A KIRKCALDY runner got 2012 off to the best possible start by winning the famous New Year Sprint at Musselburgh Racecourse.
Graeme Lister (25) captured the £4000 first prize at the 143rd staging of the 110 metres handicap by crossing the line in a time of 11.62 seconds, almost five metres ahead of Borders student Seb Harrison, with William Martin, Glenrothes, in third.
Lister, a former pupil of Viewforth High School, was the odds on favourite for the New Year’s Day event, having made it through a difficult heat the previous day, and he was roared to victory by a crowd of around 6000 people, with Channel Four broadcasting the sprint as part of their afternoon horse racing coverage.
The delighted champion told SportsPress: “It’s one of the biggest sprint events on the Scottish calendar so to win it was a brilliant feeling.

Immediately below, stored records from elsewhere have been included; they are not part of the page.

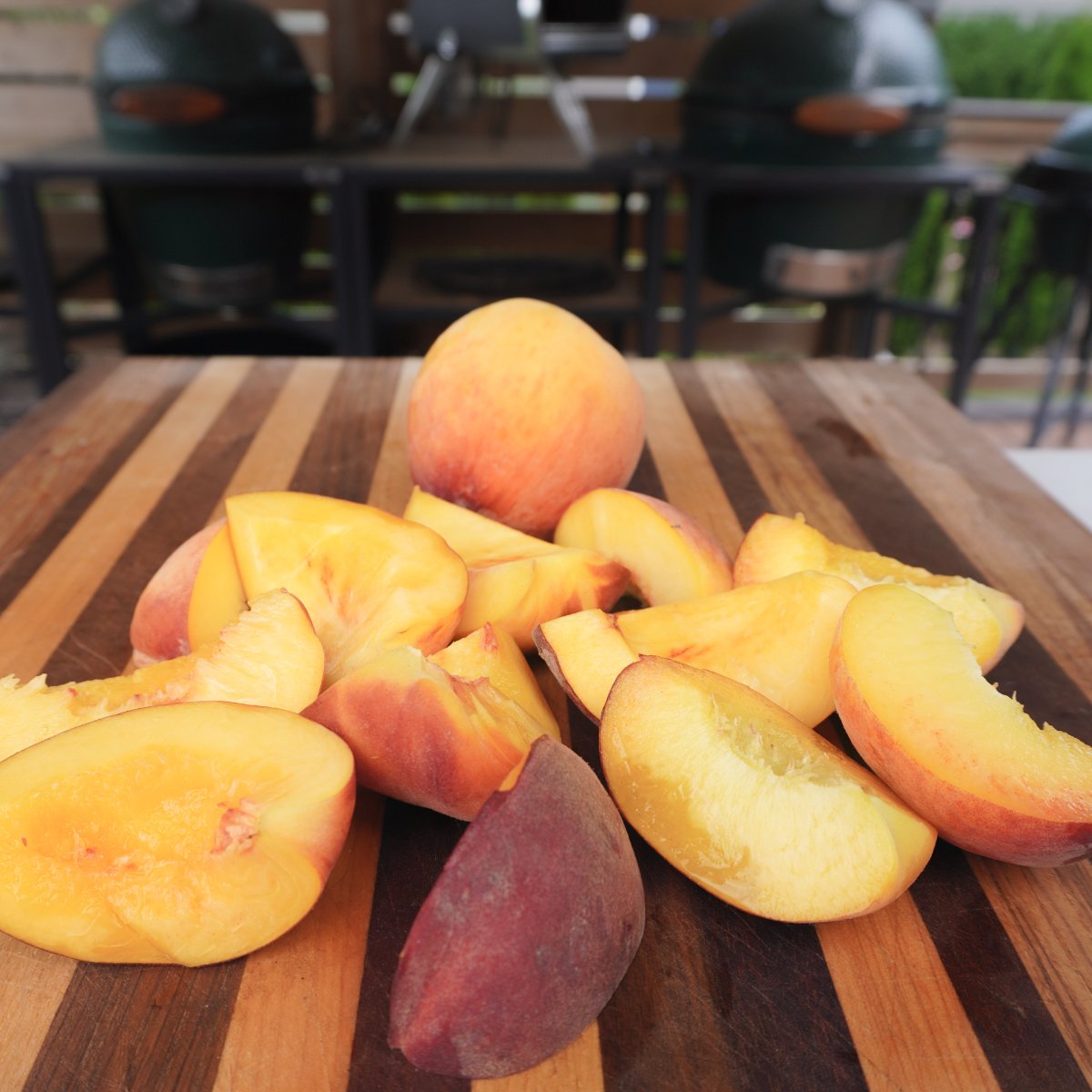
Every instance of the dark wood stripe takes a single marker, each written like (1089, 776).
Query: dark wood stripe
(20, 571)
(341, 458)
(898, 524)
(415, 845)
(1024, 1044)
(97, 644)
(746, 966)
(742, 485)
(177, 1043)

“It’s four months of hard work paying off. I set myself a goal to do it, and started training for it way back in August.
“I was more nervous about the heat than I was about the final because I was in one of the toughest draws.

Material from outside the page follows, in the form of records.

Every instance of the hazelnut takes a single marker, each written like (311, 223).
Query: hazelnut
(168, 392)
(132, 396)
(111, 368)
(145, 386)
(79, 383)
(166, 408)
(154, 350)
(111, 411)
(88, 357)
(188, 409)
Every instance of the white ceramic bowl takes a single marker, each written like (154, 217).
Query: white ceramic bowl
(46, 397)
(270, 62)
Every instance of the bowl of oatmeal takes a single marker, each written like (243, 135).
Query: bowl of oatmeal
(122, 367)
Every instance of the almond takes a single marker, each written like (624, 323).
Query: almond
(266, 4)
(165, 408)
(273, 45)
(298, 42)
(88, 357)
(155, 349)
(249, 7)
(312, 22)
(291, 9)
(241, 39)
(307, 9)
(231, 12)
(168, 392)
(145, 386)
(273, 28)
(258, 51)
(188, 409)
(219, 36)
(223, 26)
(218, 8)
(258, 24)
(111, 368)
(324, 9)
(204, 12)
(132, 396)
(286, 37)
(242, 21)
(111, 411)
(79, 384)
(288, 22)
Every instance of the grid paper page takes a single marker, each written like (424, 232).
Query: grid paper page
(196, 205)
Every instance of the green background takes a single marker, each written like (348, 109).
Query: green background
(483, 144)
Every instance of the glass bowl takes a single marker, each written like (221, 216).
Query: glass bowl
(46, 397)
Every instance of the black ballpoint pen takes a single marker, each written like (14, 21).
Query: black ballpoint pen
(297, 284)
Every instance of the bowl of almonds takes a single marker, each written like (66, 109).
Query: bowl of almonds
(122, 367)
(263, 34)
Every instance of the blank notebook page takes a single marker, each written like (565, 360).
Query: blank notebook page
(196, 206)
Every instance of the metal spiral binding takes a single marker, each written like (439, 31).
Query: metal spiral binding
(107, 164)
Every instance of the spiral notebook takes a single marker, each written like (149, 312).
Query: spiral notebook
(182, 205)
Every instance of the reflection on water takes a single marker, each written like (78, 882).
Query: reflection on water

“But once I came through that, I knew I had a chance. I’ll be keeping my TV appearance on my Sky+ box for a while yet!”
Lister’s victory made it a remarkable double triumph for renowned Kirkcaldy-based athletics coach Eric Simpson, who also coached last year’s winner Martyn Paterson.
Using the avenue of trees at the Beveridge Park as a training ground, Simpson and Lister laid the plans to win the world famous professional sprint at the beginning of last year.
Simpson said: “He’s not missed a training session since we started preparing for the meeting, and he’s made an amazing improvement – he’s found around five metres.
“I knew Graeme had the talent and temperament but when you are running in sub-zero temperatures and big money is at stake then you have to wait to the day.
“But Graeme came good and proved that the faith we had in him was justified.”
Lister is a lifelong Raith Rovers fan and has been competing since first taking an interest in athletics during cross-country races at school.
Simpson added: “It’s only in the last two years that he has really started to concentrate on his training and it has proved to be a very fruitful progression.
“Running around the various highland games he started to be noted as a promising 400m and 800m runner.
“A few 200m wins proved that he was no slouch over shorter distances but his win at the New Year Sprint shocked more than a few people.”
n The New Year Sprint is the most enduring open athletics event in the UK. A handicap race held over 110 metres, the Sprint has been staged in Scotland on or around New Year’s Day annually since 1870. Competitors, both amateur and professional, vie for prize money totalling over £8000.